Jee. I apologize, but I cannot see HOW this all-G-C design can possibly be closest to Donald’s 94% winner, when all the other all-G-C designs received the absolute minimum score. It seems something must be wrong somewhere. Please see my last entry above; edits were added since you read it.

Ding · January 26, 2011, 10:09pm

My guess from looking at the numbers is that the “similarity” is based very simply on the # of nucleotides two designs have in the same position. So if Christmas Tree had the same orientations of GC pairs at all the positions that donald’s design had GC pairs, that would lead to relatively high “similarity”, despite the fact that other measures like overall % of different kinds of bonds/nucleotides, melting point, and free energy might be very different.

Another thing to note is that I don’t think any actual “christmas trees” were synthesized in that particular round, and I think the comparison only goes within a round.

JeehyungLee · January 26, 2011, 10:24pm

Ding’s right - comparison only goes within rounds. That Christmas tree was submitted in round 1 and there was no synthesized GC pairs design in round 1.

As you can see it differs by 43 bases from the 94 design, which means about half of bases are different, basically meaning they are completely different RNAs. The tree was completely different from all 8 synthesized designs but it happened that 94 design was relatively closest.

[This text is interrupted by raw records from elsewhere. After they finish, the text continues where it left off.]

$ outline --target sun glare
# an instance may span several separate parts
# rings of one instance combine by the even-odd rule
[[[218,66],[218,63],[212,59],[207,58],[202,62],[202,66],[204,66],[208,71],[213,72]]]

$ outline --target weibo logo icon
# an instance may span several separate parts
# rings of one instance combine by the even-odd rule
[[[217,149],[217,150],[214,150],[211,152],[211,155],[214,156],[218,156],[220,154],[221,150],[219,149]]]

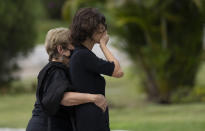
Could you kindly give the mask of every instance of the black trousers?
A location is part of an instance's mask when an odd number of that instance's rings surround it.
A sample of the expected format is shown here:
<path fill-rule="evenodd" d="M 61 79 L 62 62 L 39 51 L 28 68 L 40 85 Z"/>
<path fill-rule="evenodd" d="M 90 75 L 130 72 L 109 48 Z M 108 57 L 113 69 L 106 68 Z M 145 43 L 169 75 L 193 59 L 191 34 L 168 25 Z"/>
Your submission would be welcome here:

This scheme was designed so that every design (even non-synthesized) in the lab at least gets some score, and people can at least get some rewards by participating. This obviously isn’t an optimal way of evaluating. We are actively looking for better way to evaluate non-synthesized designs along with a better way of selecting candidates.

dimension9 · January 26, 2011, 10:35pm

@Ding: I fear you may be correct & I say “fear” because that would be a serious flaw, if it means that the same design could score 10% (minimum) in one round and 94% in another, just because of a positional similarity of G-C pairs to a very good design, irrespective of the quality of the rest of the design. I am certain the developers would not want this perception of possible inequities in the scoring system, or possible flaws in the similarity algorithm - to proliferate. I hope something can be done.